Belly Fat Increases Your Risk of Death

Andy Peloquin

Personal Training

Fitness, fitness, BMI, diabetes, obesity, heart health, Trending

 

We've always heard that being overweight or obese is dangerous for our health. After all, the excess body fat clogs up our blood vessels, increases the risk of high blood pressure, slows down organ function, and so many other nasty side effects. The truth is that carrying around extra weight and fat can be harmful to your long-term health and raise your mortality risk.

 

 

But what if I told you that even healthy people can have high mortality rates? It may sound impossible, but the reality is that a bit of extra belly fat can be a lot more dangerous than you'd think.

 

A team of researchers from Loughborough University's School of Sport, Health and Exercise Sciences evaluated more than 42,000 participants from around England and Scotland. They categorized the participants according to weight: normal weight, overweight, obese, normal weight with central obesity (fat clustered around their bellies), overweight with central obesity, and obese with central obesity.

 

The evidence pointed to a higher risk of death among the patients with central obesity. Even the normal BMI patients saw an increase in mortality rates if they had excess fat around their bellies. The mortality rates among the obese with central obesity were also noticeably higher. What does this mean? Simple: excess belly fat is bad, even if the rest of you is perfectly healthy.

 

The normal weight patients saw an increase in their mortality rates as a result of the fat stored around their bellies. Their body fat percentage overall had far less effect on their health; it was their gut fat that really proved the most important factor.

 

Let this be a lesson.
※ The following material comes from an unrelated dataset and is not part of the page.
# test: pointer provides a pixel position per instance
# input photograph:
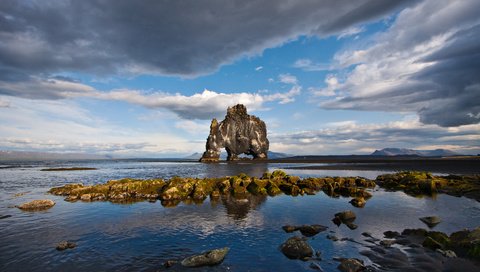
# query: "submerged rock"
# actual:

In the end, what matters isn't only getting to your target weight. If you don't take steps to reduce fat around your midsection, you may still be at risk for all the same diseases that result from overall obesity.

 

Belly fat can slow down organ function, increase the strain on your liver, clog up your cardiovascular system, and cause your heart to overwork. All of these things raise your risk of more serious problems like diabetes, heart disease, or metabolic function. Even if you have very little fat on the rest of your body or you're in the normal BMI range, the fat around your belly can cause health issues down the line. You need to get rid of that belly fat for your health's sake.

 

Reference:

1. Mark Hamer, Gary O'Donovan, David Stensel, Emmanuel Stamatakis. "Normal-Weight Central Obesity and Risk for Mortality." Annals of Internal Medicine, 2017; 1 DOI: 10.7326/L17-0022.